At Northcoders, one of the key things we teach our students is a good debugging process. Debugging is a vital part of development, and it's crucial that all our graduates enter the workplace self-sufficient and able to solve their own problems - or at least in terms of coding.

The ways we debug at Northcoders can broadly be broken into two categories: preventing bugs and whacking them.

Preventing bugs

1. Is your code properly formatted?

When starting out, the way you write your code can make it much harder to read, and therefore fix. Proper indentation is key. For every level of nesting, you should indent once more. Compare these two examples:

function addOddNumbers(arr) { let sum = 0;
for(let i = 0; i < arr.length; i++) {
if(arr[i] % 2) {
sum += arr[i]
return sum;
function addOddNumbers(arr) {
        let sum = 0;
        for (let i = 0; i < arr.length; i++) {
                 if(arr[i] % 2) {
                          sum += arr[i]
         return sum;

Hopefully you agree that the latter is much easier to read, and that if I was to randomly remove a brace from some point in either function, the second would be much easier to debug.

Formatting your code in a readable way makes certain common beginner-bugs, like misplaced parentheses or braces, much easier to identify.

2. Are you using an integrated development environment and linting?

If you're ready to move from experimenting in the browser, and have Node installed on your machine, then setting up an IDE with a good linter can save you all manner of headaches. At Northcoders, we use VSCode and ESLint.

An integrated development environment is simply an application that provides all the necessary tooling for developers, including a code editor and a debugger.

Linting is effectively a spell-checker for code. A linter will read through your code and identify syntax errors that will either break your code or are considered bad practice.

With VSCode, you can add ESLint as an extension. You will also want to install it on your machine. Use the command npm install eslint -g to install it globally. As you should use it on all of your projects, it makes sense to have it as a global install.

Once you've set up linting with strict rules your code will, in all likelihood, become a swamp of red and green squiggly lines. That's good. By hovering over these squigglies, you can find out what you're doing wrong, avoid errors and become a much better developer. Because your linter will improve your abilities so significantly, you should think of it as a firm but fair teacher.

3. Are you using a test suite?

At Northcoders, we do Test-Driven Development (TDD) by writing tests with using red-green-refactor.

If every section of your code is built out using TDD, you should never find yourself in a situation with 100s of lines of code with a bug somewhere in the midst. By following this process, you'll have a much clearer understanding of each line of your code, and should be able to identify problems much more effectively.

Whacking bugs

Before you do anything, can you replicate the error? I'm not taking your word for it. I want to see you run it again. Good. Let's begin.

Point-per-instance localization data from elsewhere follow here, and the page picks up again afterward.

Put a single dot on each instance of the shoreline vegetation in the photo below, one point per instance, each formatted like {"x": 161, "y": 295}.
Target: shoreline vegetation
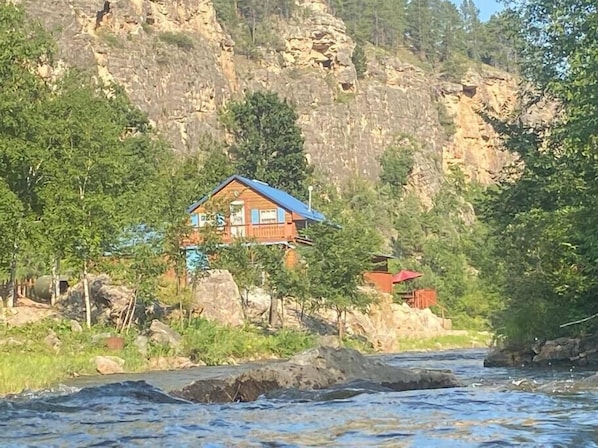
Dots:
{"x": 41, "y": 355}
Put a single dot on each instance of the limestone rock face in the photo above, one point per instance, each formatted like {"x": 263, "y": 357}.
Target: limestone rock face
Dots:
{"x": 314, "y": 369}
{"x": 176, "y": 63}
{"x": 217, "y": 298}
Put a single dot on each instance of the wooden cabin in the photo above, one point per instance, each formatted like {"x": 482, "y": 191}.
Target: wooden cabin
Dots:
{"x": 255, "y": 211}
{"x": 251, "y": 209}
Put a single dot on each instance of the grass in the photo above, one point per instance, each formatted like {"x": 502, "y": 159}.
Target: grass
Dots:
{"x": 460, "y": 339}
{"x": 28, "y": 362}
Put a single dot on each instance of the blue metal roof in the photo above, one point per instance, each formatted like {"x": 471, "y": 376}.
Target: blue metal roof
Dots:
{"x": 279, "y": 197}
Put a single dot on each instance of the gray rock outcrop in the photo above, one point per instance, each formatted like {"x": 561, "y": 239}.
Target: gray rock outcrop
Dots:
{"x": 163, "y": 334}
{"x": 565, "y": 351}
{"x": 317, "y": 368}
{"x": 217, "y": 298}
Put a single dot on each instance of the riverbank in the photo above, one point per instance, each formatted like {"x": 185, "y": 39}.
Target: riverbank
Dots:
{"x": 37, "y": 356}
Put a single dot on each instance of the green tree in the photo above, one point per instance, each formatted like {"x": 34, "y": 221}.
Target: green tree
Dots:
{"x": 268, "y": 142}
{"x": 396, "y": 164}
{"x": 22, "y": 159}
{"x": 544, "y": 208}
{"x": 473, "y": 28}
{"x": 242, "y": 260}
{"x": 359, "y": 61}
{"x": 341, "y": 253}
{"x": 102, "y": 156}
{"x": 420, "y": 27}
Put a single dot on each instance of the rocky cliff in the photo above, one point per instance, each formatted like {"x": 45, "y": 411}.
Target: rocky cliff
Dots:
{"x": 177, "y": 63}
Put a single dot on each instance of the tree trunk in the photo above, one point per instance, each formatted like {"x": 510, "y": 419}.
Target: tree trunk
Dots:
{"x": 55, "y": 281}
{"x": 340, "y": 324}
{"x": 86, "y": 295}
{"x": 273, "y": 318}
{"x": 12, "y": 283}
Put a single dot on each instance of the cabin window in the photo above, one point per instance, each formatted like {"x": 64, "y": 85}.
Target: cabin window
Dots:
{"x": 199, "y": 220}
{"x": 268, "y": 216}
{"x": 202, "y": 220}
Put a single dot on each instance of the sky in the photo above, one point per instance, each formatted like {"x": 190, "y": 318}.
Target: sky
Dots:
{"x": 486, "y": 7}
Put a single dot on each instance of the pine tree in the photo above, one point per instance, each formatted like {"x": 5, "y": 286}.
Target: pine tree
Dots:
{"x": 268, "y": 142}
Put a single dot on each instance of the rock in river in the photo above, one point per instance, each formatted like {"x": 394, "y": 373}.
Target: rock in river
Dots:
{"x": 317, "y": 368}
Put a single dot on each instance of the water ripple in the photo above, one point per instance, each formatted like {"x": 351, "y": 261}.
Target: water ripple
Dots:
{"x": 491, "y": 412}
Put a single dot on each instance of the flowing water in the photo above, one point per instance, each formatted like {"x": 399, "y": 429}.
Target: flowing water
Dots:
{"x": 490, "y": 411}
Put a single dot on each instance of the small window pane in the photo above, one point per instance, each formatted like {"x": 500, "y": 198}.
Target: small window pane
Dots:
{"x": 268, "y": 216}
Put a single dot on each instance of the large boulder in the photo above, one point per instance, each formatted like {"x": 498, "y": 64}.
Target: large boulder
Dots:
{"x": 162, "y": 334}
{"x": 317, "y": 368}
{"x": 110, "y": 303}
{"x": 217, "y": 298}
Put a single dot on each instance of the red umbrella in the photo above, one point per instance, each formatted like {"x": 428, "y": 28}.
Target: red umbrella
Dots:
{"x": 403, "y": 275}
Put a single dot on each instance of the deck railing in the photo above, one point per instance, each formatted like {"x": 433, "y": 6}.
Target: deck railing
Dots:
{"x": 260, "y": 232}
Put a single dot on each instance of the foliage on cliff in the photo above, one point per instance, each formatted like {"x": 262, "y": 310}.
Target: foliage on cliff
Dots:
{"x": 438, "y": 31}
{"x": 268, "y": 143}
{"x": 543, "y": 212}
{"x": 91, "y": 177}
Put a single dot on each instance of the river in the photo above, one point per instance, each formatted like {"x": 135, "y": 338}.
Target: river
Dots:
{"x": 490, "y": 411}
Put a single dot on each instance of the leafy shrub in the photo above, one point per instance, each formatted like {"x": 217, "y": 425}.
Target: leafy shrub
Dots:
{"x": 180, "y": 40}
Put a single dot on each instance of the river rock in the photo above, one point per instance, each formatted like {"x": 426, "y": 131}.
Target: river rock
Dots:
{"x": 108, "y": 365}
{"x": 318, "y": 368}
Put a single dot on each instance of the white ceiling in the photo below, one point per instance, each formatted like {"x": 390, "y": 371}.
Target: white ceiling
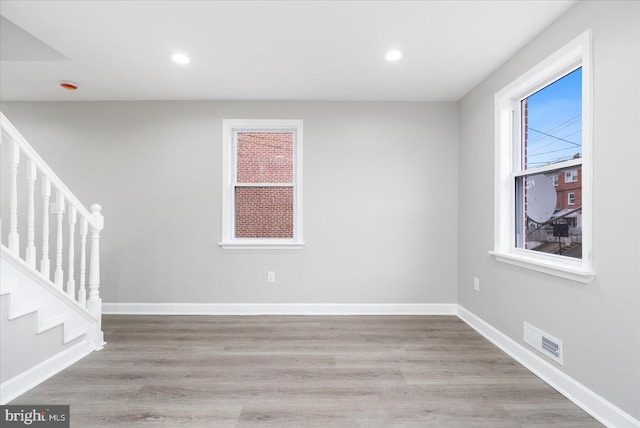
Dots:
{"x": 260, "y": 50}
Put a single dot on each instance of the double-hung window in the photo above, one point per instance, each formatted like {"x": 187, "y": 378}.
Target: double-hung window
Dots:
{"x": 262, "y": 184}
{"x": 543, "y": 166}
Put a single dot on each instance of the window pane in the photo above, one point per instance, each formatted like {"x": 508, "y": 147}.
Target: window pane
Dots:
{"x": 551, "y": 221}
{"x": 552, "y": 122}
{"x": 264, "y": 212}
{"x": 264, "y": 157}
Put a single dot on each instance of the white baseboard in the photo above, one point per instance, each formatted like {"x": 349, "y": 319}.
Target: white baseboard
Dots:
{"x": 602, "y": 410}
{"x": 277, "y": 309}
{"x": 28, "y": 379}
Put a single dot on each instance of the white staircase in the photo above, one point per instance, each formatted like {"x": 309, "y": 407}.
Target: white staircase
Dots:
{"x": 46, "y": 322}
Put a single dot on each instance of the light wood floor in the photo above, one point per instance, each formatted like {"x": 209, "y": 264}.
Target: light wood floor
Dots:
{"x": 279, "y": 371}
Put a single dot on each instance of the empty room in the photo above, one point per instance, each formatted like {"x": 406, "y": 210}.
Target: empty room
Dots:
{"x": 320, "y": 213}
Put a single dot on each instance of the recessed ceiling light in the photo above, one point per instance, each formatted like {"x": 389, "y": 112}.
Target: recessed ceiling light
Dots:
{"x": 393, "y": 55}
{"x": 180, "y": 58}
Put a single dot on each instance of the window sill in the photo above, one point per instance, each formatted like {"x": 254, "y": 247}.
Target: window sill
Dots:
{"x": 550, "y": 267}
{"x": 261, "y": 245}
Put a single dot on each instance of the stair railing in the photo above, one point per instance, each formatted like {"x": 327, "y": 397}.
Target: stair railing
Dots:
{"x": 64, "y": 203}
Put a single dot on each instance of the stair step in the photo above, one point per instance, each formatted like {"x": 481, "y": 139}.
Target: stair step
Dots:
{"x": 7, "y": 286}
{"x": 16, "y": 311}
{"x": 50, "y": 322}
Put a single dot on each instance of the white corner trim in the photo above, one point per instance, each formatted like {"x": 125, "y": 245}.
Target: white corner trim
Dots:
{"x": 589, "y": 401}
{"x": 278, "y": 309}
{"x": 18, "y": 385}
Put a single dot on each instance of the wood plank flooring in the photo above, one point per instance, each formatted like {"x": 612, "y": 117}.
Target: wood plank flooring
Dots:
{"x": 287, "y": 371}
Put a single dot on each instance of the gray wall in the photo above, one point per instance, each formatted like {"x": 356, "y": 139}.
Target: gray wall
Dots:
{"x": 600, "y": 322}
{"x": 380, "y": 199}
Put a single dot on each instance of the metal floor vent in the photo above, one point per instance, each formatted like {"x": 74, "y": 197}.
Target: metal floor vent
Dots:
{"x": 543, "y": 343}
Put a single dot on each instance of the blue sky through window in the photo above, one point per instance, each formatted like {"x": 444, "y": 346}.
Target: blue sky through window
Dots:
{"x": 555, "y": 122}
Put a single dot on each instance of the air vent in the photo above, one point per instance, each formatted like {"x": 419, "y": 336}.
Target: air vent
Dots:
{"x": 543, "y": 343}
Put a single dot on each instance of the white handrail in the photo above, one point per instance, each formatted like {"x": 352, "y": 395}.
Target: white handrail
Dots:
{"x": 10, "y": 132}
{"x": 66, "y": 204}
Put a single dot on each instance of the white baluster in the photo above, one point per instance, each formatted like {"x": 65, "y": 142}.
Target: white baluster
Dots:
{"x": 71, "y": 283}
{"x": 94, "y": 302}
{"x": 14, "y": 238}
{"x": 46, "y": 195}
{"x": 82, "y": 292}
{"x": 59, "y": 274}
{"x": 31, "y": 214}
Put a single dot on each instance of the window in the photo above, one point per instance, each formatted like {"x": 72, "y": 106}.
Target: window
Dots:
{"x": 262, "y": 184}
{"x": 571, "y": 176}
{"x": 543, "y": 131}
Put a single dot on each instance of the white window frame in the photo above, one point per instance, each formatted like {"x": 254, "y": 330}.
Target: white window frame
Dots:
{"x": 229, "y": 154}
{"x": 571, "y": 176}
{"x": 577, "y": 53}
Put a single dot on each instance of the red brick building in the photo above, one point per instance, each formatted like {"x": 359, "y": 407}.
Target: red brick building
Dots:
{"x": 264, "y": 192}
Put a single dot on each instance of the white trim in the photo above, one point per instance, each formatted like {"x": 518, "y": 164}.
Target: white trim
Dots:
{"x": 575, "y": 53}
{"x": 545, "y": 263}
{"x": 229, "y": 127}
{"x": 267, "y": 244}
{"x": 592, "y": 403}
{"x": 18, "y": 385}
{"x": 279, "y": 309}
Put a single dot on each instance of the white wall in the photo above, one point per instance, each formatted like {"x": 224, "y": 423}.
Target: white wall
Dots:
{"x": 599, "y": 322}
{"x": 380, "y": 199}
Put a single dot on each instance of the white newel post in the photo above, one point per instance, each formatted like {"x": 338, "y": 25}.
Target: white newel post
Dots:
{"x": 71, "y": 283}
{"x": 94, "y": 302}
{"x": 46, "y": 195}
{"x": 82, "y": 292}
{"x": 30, "y": 254}
{"x": 59, "y": 274}
{"x": 14, "y": 239}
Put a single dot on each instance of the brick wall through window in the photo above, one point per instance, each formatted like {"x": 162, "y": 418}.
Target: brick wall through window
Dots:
{"x": 264, "y": 211}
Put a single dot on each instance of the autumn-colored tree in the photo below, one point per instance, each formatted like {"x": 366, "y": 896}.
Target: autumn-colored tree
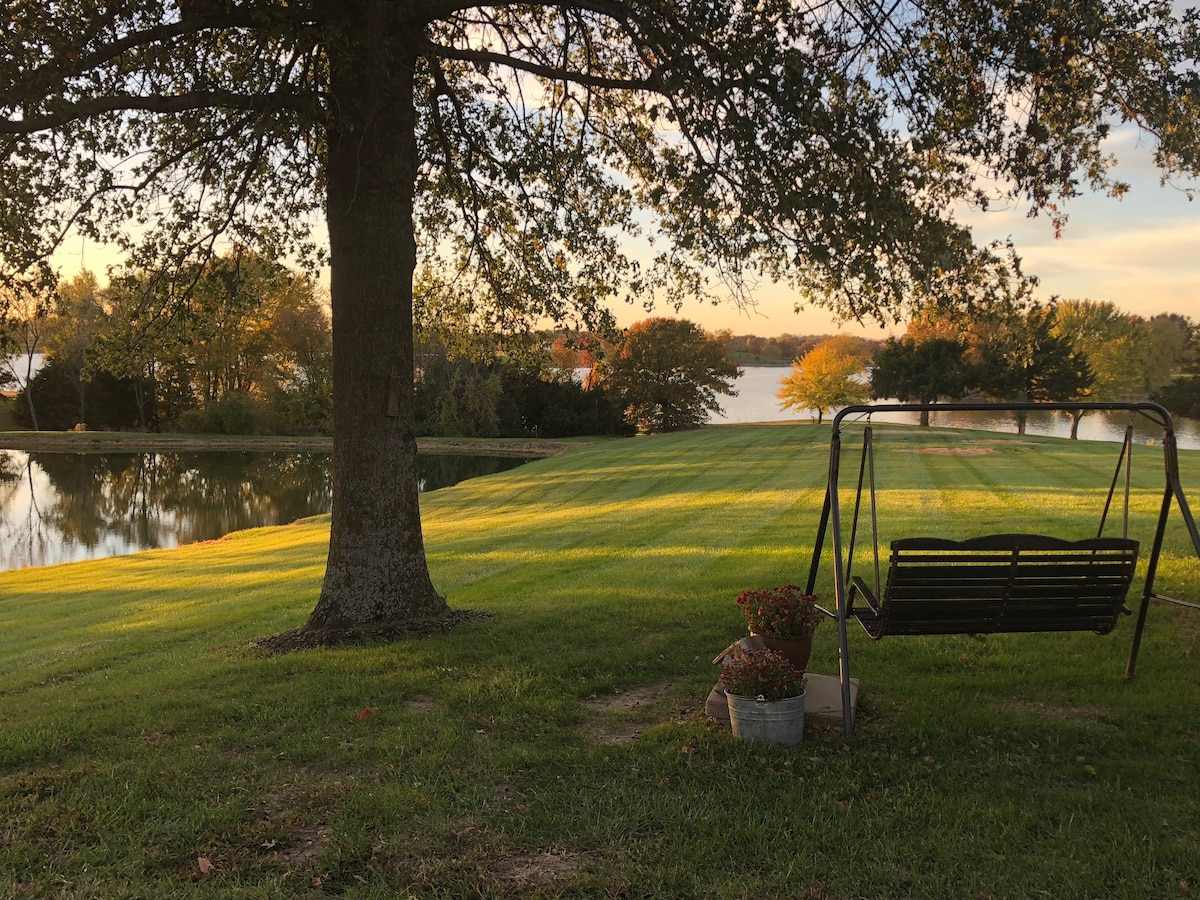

1. Read the error message.

Error messages get a hard time. Beginners, in particular, dread them. So if you're relatively early on your coding journey, then put aside your animosity. Sit with me a while. Let me try and explain why error messages are misunderstood.

You should think of error messages of tiny pieces of documentation, guiding toward having functional code. Sometimes they can be obscure, or less helpful, but imagine a world without them, where your code failed silently. It's a terrifying place.

Most error messages allow you to easily identify the line that things have gone wrong on, so if the message itself isn't a good enough clue, take a look at the line.

2. Use a debugger.

One of the reasons that we use VSCode at Northcoders is that it comes with a great debugger. This is particularly useful if your program isn't crashing, but is either hanging or yielding unexpected results. By watching events unfold, it becomes much clearer where things are going wrong. Or you could always use a load of console.logs. But the debugger is great, I promise.

3. Google.

If you've read the error message and it's not abundantly clear what it means, Google is your friend. Copy and paste the message straight into the search bar. It's likely that Stack Overflow will be one of the top hits, and we can't recommend it enough. Usually you'll get a detailed explanation of how to resolve the problem, and hopefully increase your understanding of what caused it in the first place.

At this point, it may become apparent there are issues with some of your packages/dependencies. This tends to be the case when the top results are all 'issues' raised on Github, and you can usually resolve them by reading through the chain of comments, or at least find a work-around.

4. Ask for help.

If you've reached this point and feel no wiser, then you probably feel like you're in real trouble. The good news is that developers are a charitable bunch. If you're working alone, you can submit a question of Stack Overflow, and wait for someone to get back to you. If you're lucky enough to know any developers, ask them. The chances are they'll at least try to help.

5. Time travel.

Ah, so you've reached this point. Erstwhile known as the pit of despair. I've read many debugging articles that recommend cutting your losses at this point. Giving up. Walking away. I prefer time travelling. In the vast majority of cases, you'll be able to find a work-around to whatever problem you're experiencing. But save this issue - commit it if you're using Git, and come back to it at a later point in time. As you improve as a developer, you'll often surprise yourself when previously unsolvable problems become easy. Coming back to them is rewarding, and a great way to benchmark your progress.